The Fair Trade court was sympathetic towards the executive. Its judgement set a low bar for the Minister of Cooperative Governance and Traditional Affairs to prove that her decision to ban the sale of tobacco products was rational. It held that to prove the rational relationship between tobacco prohibition and the government purpose (to protect human life and health and reduce potential strain on the healthcare system), the minister needed only to show a “sufficient rational basis” for her action.

The evidence on which she relied did not have to cogently and conclusively establish a direct link between tobacco prohibition and the stated government purpose.

In taking this stance, the court in the Fair Trade case opted for a broad interpretation of the word “necessary” in section 27(2)(n).

The courts in the BAT cases took a different view and set the bar much higher. The Western Cape High Court disagreed with the Fair Trade court, and held that the Constitutional Court’s approach in Pheko & Others v Ekurhuleni Metropolitan Municipality applied.

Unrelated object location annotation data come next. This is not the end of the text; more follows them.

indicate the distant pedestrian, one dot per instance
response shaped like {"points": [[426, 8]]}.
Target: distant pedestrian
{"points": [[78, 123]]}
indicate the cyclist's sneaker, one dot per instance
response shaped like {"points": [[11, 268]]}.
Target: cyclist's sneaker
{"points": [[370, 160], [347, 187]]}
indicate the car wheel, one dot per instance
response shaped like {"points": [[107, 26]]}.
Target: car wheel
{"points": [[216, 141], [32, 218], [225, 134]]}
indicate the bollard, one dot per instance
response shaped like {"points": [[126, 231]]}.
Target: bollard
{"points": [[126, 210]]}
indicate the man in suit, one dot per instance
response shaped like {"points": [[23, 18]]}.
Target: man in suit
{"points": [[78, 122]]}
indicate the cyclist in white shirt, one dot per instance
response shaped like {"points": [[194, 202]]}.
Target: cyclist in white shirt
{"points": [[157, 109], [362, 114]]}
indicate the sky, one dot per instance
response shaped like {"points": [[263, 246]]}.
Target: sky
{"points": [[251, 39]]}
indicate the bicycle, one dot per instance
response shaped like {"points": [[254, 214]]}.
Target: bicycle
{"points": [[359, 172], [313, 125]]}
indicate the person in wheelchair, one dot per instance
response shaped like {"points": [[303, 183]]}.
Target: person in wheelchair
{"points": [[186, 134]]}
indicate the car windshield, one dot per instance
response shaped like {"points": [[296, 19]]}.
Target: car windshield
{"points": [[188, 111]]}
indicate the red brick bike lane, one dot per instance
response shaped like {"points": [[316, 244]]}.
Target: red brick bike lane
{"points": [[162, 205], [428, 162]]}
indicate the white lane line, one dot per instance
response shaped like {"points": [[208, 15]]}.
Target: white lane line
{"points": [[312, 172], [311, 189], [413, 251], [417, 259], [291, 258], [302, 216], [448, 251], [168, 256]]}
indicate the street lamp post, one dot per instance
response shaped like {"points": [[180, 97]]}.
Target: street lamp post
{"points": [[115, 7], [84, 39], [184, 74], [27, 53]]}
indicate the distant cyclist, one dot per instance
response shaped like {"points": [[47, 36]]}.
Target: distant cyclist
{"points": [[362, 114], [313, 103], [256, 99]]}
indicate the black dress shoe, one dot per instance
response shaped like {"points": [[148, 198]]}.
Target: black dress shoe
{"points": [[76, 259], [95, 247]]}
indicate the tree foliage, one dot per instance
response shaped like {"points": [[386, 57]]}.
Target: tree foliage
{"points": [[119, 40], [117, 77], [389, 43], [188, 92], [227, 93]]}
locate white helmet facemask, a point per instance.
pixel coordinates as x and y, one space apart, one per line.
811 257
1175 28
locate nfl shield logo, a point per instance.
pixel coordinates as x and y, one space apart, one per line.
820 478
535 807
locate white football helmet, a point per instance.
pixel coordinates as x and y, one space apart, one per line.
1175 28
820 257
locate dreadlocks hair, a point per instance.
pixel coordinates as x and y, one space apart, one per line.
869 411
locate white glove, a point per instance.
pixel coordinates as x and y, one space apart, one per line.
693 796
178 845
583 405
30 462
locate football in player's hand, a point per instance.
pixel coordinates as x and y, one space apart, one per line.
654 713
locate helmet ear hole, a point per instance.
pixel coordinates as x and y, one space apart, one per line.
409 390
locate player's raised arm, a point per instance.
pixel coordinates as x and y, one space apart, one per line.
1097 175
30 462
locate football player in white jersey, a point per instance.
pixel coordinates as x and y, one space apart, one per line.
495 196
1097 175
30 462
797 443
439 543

In the Pheko case (which dealt with the declaration of a local, and not a national, disaster), the Constitutional Court held that the use of “necessary” in the similarly worded section 55 of the Disaster Management Act had to be given a narrow construction.

In the BAT case, the High Court held that the minister had to show that the regulation was necessary, and not merely sufficiently rational. Courts also needed to assess this evidence objectively, not on the basis of whether the minister subjectively believed a measure was necessary.

Using this test, the court declared the tobacco prohibition invalid.

The Supreme Court of Appeal confirmed the stance of the Western Cape High Court, and thus over-ruled the approach in Fair Trade.

As court challenges to the load-shedding disaster declaration and its regulations mount, parties should take note that the higher bar of a necessary and objective connection set out in Pheko and the BAT cases applies. Challengers will have to prove that there is no necessary and objective connection between government’s action and its purpose, even if the minister thinks there is. The legality of the load-shedding declaration and its implementing regulations will stand or fall on the basis of this test.